Şiirin sonbahara yakıştığı çokça söylenir evet yakışır da fakat sonbahar şiir okuma mevsimi ile geçiştirilebilecek bir mevsim değildir! Şiiri, kitaplar, yazılanları anlama, idrak etme, kafa yorma mevsimidir, yazılanların manasına erme mevsimidir.
“Sen her şeyi süpürebilirsin ; sonbaharı süpüremezsin
yalnızca , sürekli bir sonbaharı süpürür hep...düşünemezsin .“
Diyen Özdemir Asaf’ı
“Bâkî çemende hayli perişan imiş varak
benzer ki bir şikâyeti var rüzgârdan” diyen Bakî’ yi anlamaya çaba sarf etmektir.
Sorgulamadır düşünebilmektir “kavramsız sezgi kör ,sezgisiz kavram boştur”’un üstüne ahlak yasasını koya koya Kant’ı düşünmeyi deneyebilmektir!
Onca filme, şarkıya, şiire, kitaba konu olan mevsim salt aşk şiirleri ile anılmamalı!
Son bahar değil olsa olsa son’dan çok öte bir şey olmalı .
Kitapların kıştan sonra en fazla yakıştığı güzide mevsim , kendine yönelmedir iç sesini duyabilmeyi başarmak için çaba sarf etmeye heves ettirendir.

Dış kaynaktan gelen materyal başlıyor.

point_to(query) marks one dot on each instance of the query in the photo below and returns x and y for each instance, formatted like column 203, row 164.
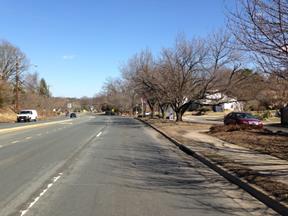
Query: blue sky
column 78, row 44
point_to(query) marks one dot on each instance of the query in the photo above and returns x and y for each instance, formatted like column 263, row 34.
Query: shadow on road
column 147, row 166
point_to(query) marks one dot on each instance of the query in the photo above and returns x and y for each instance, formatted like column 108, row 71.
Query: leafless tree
column 261, row 26
column 9, row 57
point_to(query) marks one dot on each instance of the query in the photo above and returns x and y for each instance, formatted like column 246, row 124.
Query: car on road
column 27, row 116
column 238, row 118
column 73, row 115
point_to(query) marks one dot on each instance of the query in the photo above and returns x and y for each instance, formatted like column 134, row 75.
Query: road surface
column 107, row 165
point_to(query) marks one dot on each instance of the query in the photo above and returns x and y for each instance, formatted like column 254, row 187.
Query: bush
column 230, row 128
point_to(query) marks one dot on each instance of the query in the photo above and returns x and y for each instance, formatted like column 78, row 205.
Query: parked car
column 27, row 116
column 242, row 118
column 73, row 115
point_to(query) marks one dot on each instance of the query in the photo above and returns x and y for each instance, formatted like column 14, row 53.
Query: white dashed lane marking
column 23, row 212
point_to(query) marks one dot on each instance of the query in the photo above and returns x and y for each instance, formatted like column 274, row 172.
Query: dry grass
column 258, row 139
column 261, row 140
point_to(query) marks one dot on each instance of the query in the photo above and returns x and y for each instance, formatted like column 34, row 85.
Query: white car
column 27, row 115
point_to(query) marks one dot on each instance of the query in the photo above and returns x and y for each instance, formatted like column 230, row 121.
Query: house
column 221, row 102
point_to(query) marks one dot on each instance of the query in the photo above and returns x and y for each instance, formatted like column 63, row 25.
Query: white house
column 223, row 101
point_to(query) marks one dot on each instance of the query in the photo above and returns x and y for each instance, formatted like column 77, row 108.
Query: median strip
column 8, row 130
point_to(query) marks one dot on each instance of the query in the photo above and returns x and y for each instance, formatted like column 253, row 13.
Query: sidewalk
column 266, row 173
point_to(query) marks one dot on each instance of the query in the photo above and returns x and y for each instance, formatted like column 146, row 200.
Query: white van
column 27, row 115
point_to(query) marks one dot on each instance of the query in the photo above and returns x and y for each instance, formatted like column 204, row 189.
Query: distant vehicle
column 73, row 115
column 242, row 118
column 109, row 113
column 27, row 116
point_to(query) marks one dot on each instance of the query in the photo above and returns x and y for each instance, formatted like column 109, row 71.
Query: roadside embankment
column 263, row 175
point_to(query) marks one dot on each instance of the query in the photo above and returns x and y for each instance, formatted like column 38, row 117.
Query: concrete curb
column 254, row 191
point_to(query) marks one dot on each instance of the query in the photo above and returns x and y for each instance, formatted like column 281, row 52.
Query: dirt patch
column 254, row 138
column 257, row 139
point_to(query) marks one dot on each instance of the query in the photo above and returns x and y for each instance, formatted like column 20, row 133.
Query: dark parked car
column 73, row 115
column 242, row 118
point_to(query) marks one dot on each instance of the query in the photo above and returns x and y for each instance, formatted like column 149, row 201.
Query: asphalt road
column 108, row 166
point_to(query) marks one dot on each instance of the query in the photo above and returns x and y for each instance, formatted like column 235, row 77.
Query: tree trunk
column 284, row 116
column 162, row 111
column 179, row 116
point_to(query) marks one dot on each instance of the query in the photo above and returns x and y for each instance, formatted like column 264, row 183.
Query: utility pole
column 17, row 86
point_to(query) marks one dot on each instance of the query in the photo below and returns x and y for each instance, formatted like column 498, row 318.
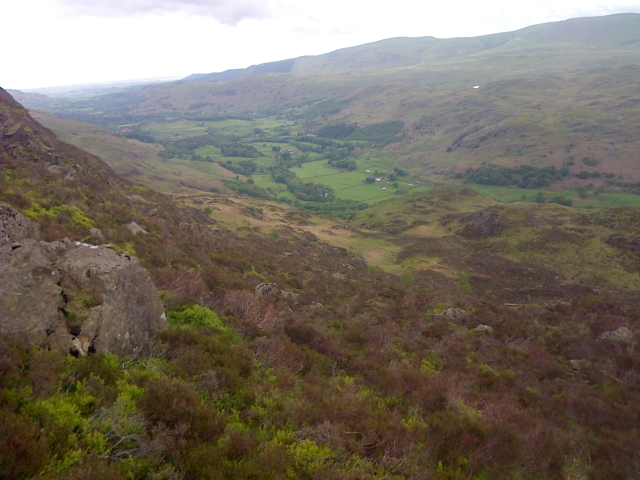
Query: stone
column 58, row 170
column 484, row 329
column 73, row 296
column 622, row 334
column 456, row 314
column 579, row 365
column 266, row 289
column 136, row 229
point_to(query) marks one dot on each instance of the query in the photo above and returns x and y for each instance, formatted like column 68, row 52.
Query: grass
column 601, row 200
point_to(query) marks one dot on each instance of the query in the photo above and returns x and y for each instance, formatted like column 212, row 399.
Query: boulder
column 136, row 229
column 123, row 309
column 72, row 296
column 484, row 329
column 266, row 289
column 455, row 314
column 622, row 334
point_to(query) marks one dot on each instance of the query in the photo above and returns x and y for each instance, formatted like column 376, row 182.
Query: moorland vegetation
column 423, row 331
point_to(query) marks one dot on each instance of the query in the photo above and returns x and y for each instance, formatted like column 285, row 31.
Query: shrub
column 195, row 316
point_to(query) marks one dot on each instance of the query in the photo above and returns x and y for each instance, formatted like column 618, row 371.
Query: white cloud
column 63, row 42
column 225, row 11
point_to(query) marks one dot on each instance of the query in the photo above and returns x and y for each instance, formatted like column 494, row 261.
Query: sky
column 70, row 42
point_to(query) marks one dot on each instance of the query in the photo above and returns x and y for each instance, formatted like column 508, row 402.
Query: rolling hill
column 553, row 95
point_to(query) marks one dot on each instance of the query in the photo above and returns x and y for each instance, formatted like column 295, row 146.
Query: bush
column 195, row 316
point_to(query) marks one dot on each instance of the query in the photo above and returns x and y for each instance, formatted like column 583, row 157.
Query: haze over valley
column 416, row 258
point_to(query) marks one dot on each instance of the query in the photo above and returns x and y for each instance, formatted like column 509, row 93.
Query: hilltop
column 561, row 96
column 289, row 357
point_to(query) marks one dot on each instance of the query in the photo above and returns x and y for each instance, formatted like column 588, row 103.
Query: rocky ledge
column 72, row 296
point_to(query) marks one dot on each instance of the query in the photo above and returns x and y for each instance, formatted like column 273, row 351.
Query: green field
column 591, row 200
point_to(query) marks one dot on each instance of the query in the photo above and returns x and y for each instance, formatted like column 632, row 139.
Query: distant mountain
column 597, row 33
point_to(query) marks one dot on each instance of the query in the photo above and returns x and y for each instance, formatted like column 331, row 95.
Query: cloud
column 229, row 12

Hiç fark ettiniz mi bu mevsimin bir büyüsü var, sarının her tonuna şahit olabildiğimiz ,toprağın o muhteşem kokusu, ormanda yürürken ağaçlardan dönüp size çarpan o rüzgârın fısıldadığı…
Fark ettiniz mi bu mevsime huzur büyüsü yapılmış, uyanışı örnekleyen ne varsa bu mevsime şifrelenmiş, uzun sürecek uykuya dalmadan önce bir masal kentinde geçirilen son günün bütün güzellikleri sanki bu mevsime bahşedilmiş.
Fark ettiniz mi, bu mevsime huzur kokusu yayılmış bu mevsimin adı inanmak olsun denmiş sabretmek olsun, umut olsun, güvenmek olsun diyerek bezemiş kainatı O eşsiz sanatkar.
Fark ettiniz mi gerçeğe en yakın mevsim olduğunu, içimizdeki uzaklara gitmeleri çağrıştırdığını?
İçinizdeki boşlukta sallanmaktan korkmayın.
Ruha derin yolculuklar yaptıracak en güzel yolun başlangıcıdır hazan.